‘Well, sir,’ exclaimed old Hobb, when the narrative had arrived at this stage, ‘you don’t suppose that the gentleman brought all that lump of money here?’
‘Not the money exactly,’ answered Reginald, smiling. ‘I don’t credit my plotting relative with being such a fool as to carry that about with him.’
‘The soldiers found but little in them saddle-bags, an’ he brought nought else with him; I can swear to that,’ said Dipping obstinately.
‘My good man,’ returned Ainslie, ‘the documents I refer to might have been carried about his person.’
‘Nothin’ was found on the body when it was searched, before being buried; I remember that right enough, sir,’ persisted old Hobb.
‘That is the very point I wished to come to,’ said the lieutenant triumphantly. ‘You are sure that no papers of any kind were discovered on his person?’
‘Quite sure, sir,’ replied Dipping emphatically.

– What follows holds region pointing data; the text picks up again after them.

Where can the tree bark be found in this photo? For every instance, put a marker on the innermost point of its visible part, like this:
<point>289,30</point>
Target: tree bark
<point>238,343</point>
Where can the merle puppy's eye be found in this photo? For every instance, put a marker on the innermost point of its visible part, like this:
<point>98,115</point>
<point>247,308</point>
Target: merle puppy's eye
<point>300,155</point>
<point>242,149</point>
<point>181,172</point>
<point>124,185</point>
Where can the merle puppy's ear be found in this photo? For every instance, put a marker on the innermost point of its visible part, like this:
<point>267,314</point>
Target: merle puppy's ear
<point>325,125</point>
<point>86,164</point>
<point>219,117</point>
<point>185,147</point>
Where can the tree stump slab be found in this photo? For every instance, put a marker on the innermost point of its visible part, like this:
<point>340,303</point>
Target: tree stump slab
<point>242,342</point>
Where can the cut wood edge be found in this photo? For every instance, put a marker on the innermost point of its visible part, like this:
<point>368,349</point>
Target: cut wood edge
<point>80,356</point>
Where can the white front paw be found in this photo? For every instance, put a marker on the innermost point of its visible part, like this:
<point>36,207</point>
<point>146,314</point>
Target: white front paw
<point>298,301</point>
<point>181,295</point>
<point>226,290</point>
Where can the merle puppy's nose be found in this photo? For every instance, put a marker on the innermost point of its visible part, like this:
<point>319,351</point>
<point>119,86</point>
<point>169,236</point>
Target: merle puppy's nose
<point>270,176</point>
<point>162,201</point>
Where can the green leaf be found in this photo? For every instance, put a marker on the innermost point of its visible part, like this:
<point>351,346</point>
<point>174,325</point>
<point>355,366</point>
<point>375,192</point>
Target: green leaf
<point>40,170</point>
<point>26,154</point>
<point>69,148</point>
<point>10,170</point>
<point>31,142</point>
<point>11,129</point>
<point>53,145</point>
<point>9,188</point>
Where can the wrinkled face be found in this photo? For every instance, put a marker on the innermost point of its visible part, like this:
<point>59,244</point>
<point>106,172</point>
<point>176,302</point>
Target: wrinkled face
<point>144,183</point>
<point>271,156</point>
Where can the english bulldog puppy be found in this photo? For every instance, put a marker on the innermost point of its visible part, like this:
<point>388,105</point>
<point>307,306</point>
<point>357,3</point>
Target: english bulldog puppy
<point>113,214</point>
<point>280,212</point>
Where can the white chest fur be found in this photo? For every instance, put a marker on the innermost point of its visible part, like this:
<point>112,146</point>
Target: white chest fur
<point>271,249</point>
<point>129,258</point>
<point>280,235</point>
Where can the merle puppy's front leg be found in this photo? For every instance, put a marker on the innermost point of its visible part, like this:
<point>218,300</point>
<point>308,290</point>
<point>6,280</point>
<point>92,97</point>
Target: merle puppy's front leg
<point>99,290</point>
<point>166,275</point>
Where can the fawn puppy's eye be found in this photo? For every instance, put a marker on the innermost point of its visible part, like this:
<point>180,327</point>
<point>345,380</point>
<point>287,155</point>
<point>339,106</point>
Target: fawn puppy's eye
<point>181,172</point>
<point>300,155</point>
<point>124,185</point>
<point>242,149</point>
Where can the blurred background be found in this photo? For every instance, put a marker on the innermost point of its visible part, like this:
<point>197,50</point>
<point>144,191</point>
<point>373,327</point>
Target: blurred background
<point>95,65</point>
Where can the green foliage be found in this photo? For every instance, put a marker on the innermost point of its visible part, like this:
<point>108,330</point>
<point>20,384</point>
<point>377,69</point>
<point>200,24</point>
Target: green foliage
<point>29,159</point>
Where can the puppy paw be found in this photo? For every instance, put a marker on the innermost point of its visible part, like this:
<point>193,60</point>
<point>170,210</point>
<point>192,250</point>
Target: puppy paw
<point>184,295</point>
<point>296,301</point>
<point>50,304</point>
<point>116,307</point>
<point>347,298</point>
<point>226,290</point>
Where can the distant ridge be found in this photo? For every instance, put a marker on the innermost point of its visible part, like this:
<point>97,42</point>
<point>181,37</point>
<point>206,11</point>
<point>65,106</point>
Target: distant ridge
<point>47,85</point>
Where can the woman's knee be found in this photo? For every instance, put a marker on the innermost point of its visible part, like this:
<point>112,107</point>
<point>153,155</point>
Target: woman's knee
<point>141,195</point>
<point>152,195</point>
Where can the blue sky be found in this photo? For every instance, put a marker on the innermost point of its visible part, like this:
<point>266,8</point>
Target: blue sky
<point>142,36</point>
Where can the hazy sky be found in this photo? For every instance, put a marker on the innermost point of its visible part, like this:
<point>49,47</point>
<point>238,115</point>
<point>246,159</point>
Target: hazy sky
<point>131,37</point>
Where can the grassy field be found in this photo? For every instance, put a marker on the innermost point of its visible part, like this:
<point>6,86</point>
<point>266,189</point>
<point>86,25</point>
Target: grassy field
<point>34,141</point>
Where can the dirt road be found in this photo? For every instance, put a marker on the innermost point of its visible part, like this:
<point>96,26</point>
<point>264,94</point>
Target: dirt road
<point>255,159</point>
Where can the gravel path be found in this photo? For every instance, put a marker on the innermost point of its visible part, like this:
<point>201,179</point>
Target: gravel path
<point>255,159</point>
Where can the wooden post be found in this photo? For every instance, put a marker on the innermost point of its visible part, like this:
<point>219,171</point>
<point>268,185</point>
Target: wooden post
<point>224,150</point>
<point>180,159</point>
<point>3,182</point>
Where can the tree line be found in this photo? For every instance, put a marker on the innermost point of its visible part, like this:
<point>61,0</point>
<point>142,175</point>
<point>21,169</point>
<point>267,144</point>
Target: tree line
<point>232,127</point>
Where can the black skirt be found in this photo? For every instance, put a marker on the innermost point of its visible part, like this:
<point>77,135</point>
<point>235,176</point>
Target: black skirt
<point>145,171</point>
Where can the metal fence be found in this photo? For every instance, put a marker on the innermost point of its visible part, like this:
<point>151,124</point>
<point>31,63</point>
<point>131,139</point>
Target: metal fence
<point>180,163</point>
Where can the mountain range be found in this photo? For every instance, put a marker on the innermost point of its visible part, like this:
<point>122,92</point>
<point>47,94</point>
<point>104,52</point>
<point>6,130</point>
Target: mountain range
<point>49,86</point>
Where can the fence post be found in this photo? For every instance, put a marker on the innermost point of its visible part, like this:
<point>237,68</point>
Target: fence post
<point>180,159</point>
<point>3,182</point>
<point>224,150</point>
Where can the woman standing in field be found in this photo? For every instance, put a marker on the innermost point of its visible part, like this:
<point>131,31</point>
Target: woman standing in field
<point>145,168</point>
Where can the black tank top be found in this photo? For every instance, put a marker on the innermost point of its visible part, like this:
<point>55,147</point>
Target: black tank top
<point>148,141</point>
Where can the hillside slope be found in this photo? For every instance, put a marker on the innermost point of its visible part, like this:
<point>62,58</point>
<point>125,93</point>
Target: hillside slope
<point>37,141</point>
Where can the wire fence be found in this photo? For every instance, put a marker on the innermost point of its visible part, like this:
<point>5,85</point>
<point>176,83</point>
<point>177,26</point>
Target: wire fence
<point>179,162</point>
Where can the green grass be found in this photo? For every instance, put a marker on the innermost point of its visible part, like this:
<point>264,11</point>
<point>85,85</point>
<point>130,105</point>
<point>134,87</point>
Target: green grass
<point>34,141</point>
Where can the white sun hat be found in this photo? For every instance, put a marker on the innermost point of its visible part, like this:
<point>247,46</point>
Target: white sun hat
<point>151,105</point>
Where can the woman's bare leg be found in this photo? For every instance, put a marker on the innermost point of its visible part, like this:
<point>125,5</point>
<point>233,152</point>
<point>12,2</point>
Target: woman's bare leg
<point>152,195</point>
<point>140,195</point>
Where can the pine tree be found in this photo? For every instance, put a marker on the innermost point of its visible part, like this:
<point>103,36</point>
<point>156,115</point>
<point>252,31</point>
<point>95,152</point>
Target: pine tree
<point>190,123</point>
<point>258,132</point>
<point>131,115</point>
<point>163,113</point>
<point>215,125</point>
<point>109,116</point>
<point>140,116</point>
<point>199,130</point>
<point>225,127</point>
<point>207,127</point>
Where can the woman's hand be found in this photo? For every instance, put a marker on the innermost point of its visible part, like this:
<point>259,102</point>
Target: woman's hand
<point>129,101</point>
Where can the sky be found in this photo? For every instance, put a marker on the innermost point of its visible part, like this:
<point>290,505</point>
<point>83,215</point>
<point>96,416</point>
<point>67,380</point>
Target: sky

‘Then just listen to what I have to say,’ continued Reginald, speaking in an impressive voice and fixing his eyes upon the landlord’s countenance. ‘The man-servant who accompanied Sir Carnaby to this place swears that his master corresponded with no single person during his flight; moreover, that he handled the saddle-bags you have just now been speaking of, several times, and remembers to have noticed that one of them contained a small black box.’
The wondering expression on old Hobb’s face had considerably increased by this time.
‘We have now got to a critical point in my story,’ continued the lieutenant. ‘Derrick—the man who accompanied Sir Carnaby hither—told me he was the first to hear the sound of the approaching military, and that, being apprehensive of danger, he stole along the gallery with the intention of waking his master. When Sir Carnaby opened the door of his room, the man was surprised to find him fully dressed. Hurried as their conference must have been, Derrick was sharp enough to notice that his master had been using some sort of a knife, and that the black box which he had before seen that night on the table, had now disappeared, and that the saddle-bags were empty. However, all persuasion could not induce my unfortunate relative to flee, which in itself appears to be very strange. He told his attendant that he would follow him if he would take the horses to the place agreed upon—that more lives than his own depended upon his not leaving the place at once, and several other things equally incomprehensible. Derrick at last unwillingly consented to obey his instructions, and left the house, wondering much at his master’s conduct. The two, as you know, never met again.—This man,’ resumed Ainslie, after a pause—‘this man, Derrick, always expressed a belief—a strange one, truly—that Sir Carnaby was so anxious for the safety of the contents of that precious saddle-bag, that he would not retire to rest until he had placed it in a secure hiding-place. He might possibly have just been concluding his task as the attendant arrived at his door with the alarming news; at any rate, it seems not at all unlikely that his object in sending the man to a rendezvous was in order to gain time, while he made a desperate attempt to unearth again this mysterious box prior to escaping from the inn with it. Or, it is quite possible that my uncle, being startled by the report of firearms, resolved to let this precious property, which would implicate so many persons, remain in its place of concealment, trusting, in the event of his escape, to return and secure it once more.’